William Brown III is a member and licensed driver in all three organizations that sanction drag racing - the American Drag Racing League, the National Hot Rod Association and the International Hot Rod Association.

"When I got to the age that I could drive - at 16 - I had the opportunity to drive the race car. I've been driving ever since. I'm 34 now," said Brown. "My dad taught me how to drive. I didn't have to go to (driving) school. I grew up from there.

"Now, he asks me questions about driving, and I'm able to teach him a few of the things that I've learned."

Most of the racers that inspired WB III were locals that he watched and admired as a youngster at Suffolk Raceway. Bert Jackson encouraged Brown to compete in the ADRL. Jackson died tragically last year in a racing accident in Rockingham, N.C.

"Bert was older than me. He was from out of Richmond. I used to go to Maryland and Petersburg to watch him race," recalled Brown. "He inspired me to do the ADRL sanctions.
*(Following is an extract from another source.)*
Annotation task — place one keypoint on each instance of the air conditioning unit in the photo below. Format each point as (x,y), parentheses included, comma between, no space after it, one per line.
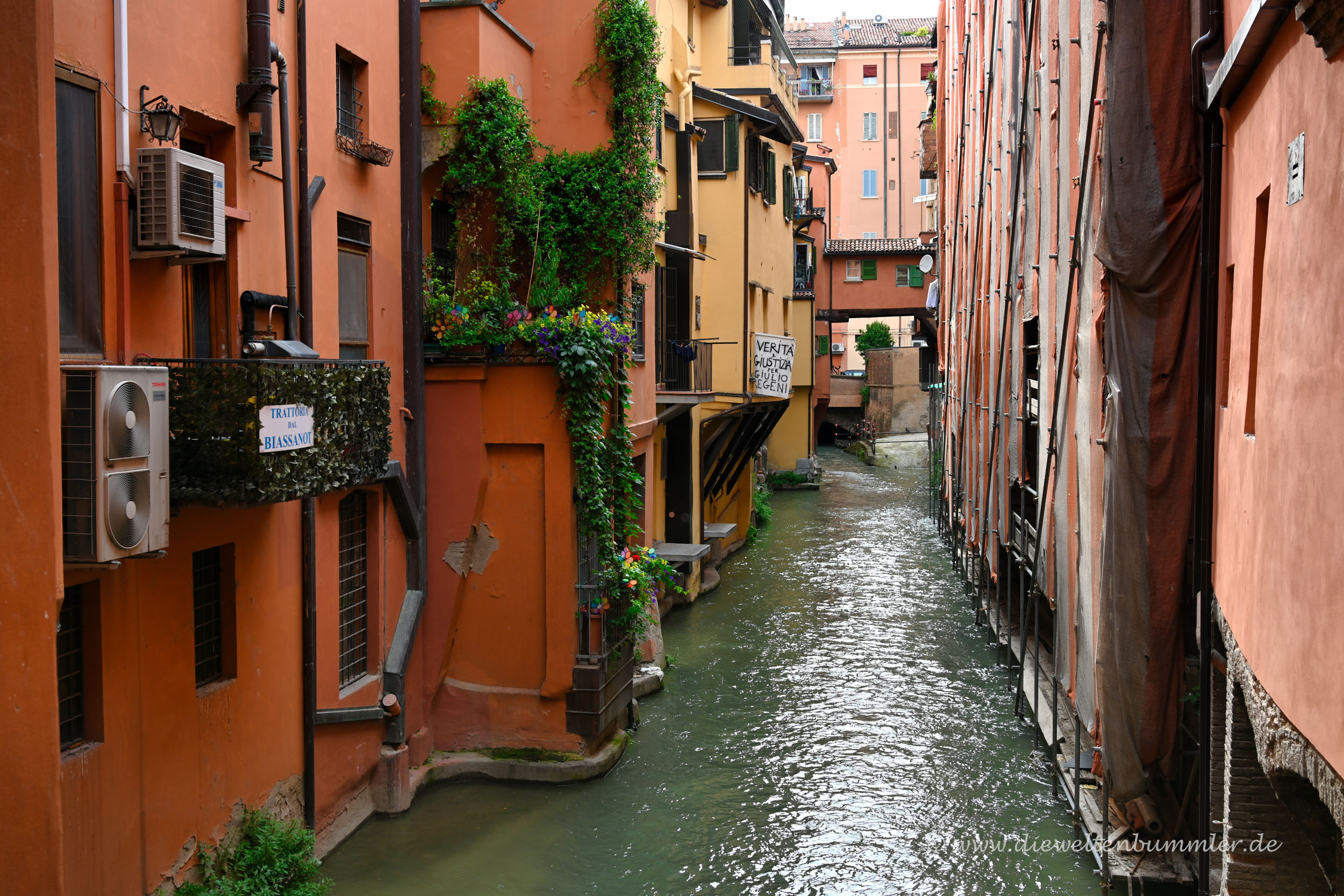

At that time, he was the only African-American over in that series. Once I started, I was the second."

While Brown's cobalt blue Top Sportsman racer resembles a 2004 Pontiac Grand Am, his car has little in common with the production model that bears the same manufacturer's logo. Brown Racing's Pontiac Grand Am has a carbon fiber body and a chassis constructed of chromoly tubing.

On the drag strip, it covers an eighth of a mile in 4.18 seconds at more than 172 mph. It runs on 118 octane BP racing fuel, which uses nitrous oxide and a special additive to keep the mixture from detonating and destroying the car's 1800 horsepower engine.

"We had a great year this year. We've been able to afford to pay our expenses without having to take so much out of our pockets because of the earnings we won," observed Brown. "My team is pretty excited. They're happy with what happened. For our first year - full time - following the 10-race schedule for ADRL, we did awesome."